Dans le cadre de son accord avec Wagner, le Mali versait à l’organisation 10 millions de dollars par mois en lui donnant la permission d’extraire l’or et d’autres ressources. Une grande partie de ces revenus était envoyée directement à Moscou par des moyens illicites pour financer l’invasion de l’Ukraine.
Bien que la façon dont le Mali versera des paiements à l’Africa Corps demeure incertaine, il existe certains accords économiques, par exemple celui du conglomérat russe Groupe Yadran qui détient une participation minoritaire dans une nouvelle raffinerie d’or en cours de construction dans le pays.
La Russie a développé une relation similaire avec la junte au pouvoir au Burkina Faso, en fournissant une assistance militaire en échange de concessions minières.

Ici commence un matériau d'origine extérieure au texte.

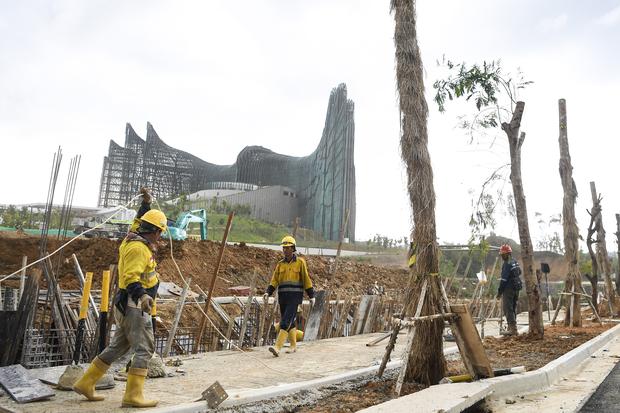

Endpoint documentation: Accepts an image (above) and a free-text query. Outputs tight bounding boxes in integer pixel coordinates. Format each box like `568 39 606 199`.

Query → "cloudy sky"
0 0 620 250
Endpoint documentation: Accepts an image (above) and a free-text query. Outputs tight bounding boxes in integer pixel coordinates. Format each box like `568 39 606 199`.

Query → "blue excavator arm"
163 209 208 241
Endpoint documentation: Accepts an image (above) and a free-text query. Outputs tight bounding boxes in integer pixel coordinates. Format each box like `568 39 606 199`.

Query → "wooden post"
239 268 257 348
334 297 353 337
394 278 428 396
106 265 118 345
478 256 499 319
454 255 472 303
71 254 99 318
292 217 299 238
194 211 235 354
590 182 616 310
226 310 235 349
17 256 27 300
615 214 620 294
263 294 278 345
444 254 463 291
162 277 192 357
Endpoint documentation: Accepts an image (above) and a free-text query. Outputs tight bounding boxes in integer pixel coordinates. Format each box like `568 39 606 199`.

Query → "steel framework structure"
98 84 355 240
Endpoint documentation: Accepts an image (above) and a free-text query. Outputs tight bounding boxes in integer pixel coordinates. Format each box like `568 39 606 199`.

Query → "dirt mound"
0 233 408 297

Au Niger, la Russie s’efforce de prendre le contrôle de l’extraction de l’uranium tout en déployant aussi des soldats de l’Africa Corps comme formateurs militaires. La société russe d’énergie atomique d’état Rosatom a conclu des accords avec au moins 20 pays africains qui dépendront de la technologie russe à l’avenir, selon les analystes.
Après dix ans environ, les mercenaires de Wagner en RCA sont devenus profondément impliqués avec le gouvernement, depuis la sécurité du président jusqu’à la mise en application des lois de douane. Ils ont rejoint les soldats du pays pour combattre les groupes rebelles et leur présence est rémunérée par l’extraction des diamants et autres minéraux. Ils régissent même une brasserie et une station radio pro-russe dans la capitale de Bangui.
Alvaro Piaggio et Mohamed Keita écrivent pour la Fondation des droits de l’homme : « Le régime de Vladimir Poutine a atteint un niveau inégalé d’influence dans les affaires du pays. Mais les activités russes dans le pays ont exacerbé l’anarchie de longue date, la corruption, la violence et les abus des droits de l’homme avec une impunité totale. »
En plus de demander que la Centrafrique passe à l’Africa Corps, les autorités russes ont aussi demandé des paiements en espèce pour soutenir l’opération ; ces paiements pourraient atteindre plusieurs millions de dollars par an.
Les officiels centrafricains ont dit aux Russes qu’ils n’avaient pas cette quantité d’argent et ont offert de continuer à payer avec l’extraction de l’or, de l’uranium et du fer, selon l’Associated Press.
Les opérations russes dans les pays tels que le Burkina Faso, la Centrafrique, le Mali et le Niger représentent une intensification des plans du président russe Vladimir Poutine pour le continent, selon l’analyste Solomon Ekanem.
« Par conséquent, l’effet Poutine porte moins sur le recul et plus sur le recalibrage : resserrer les rênes, institutionaliser le pouvoir et incorporer une influence à long terme dans la sécurité africaine et les stratégies des ressources », a-t-il écrit récemment pour Business Insider.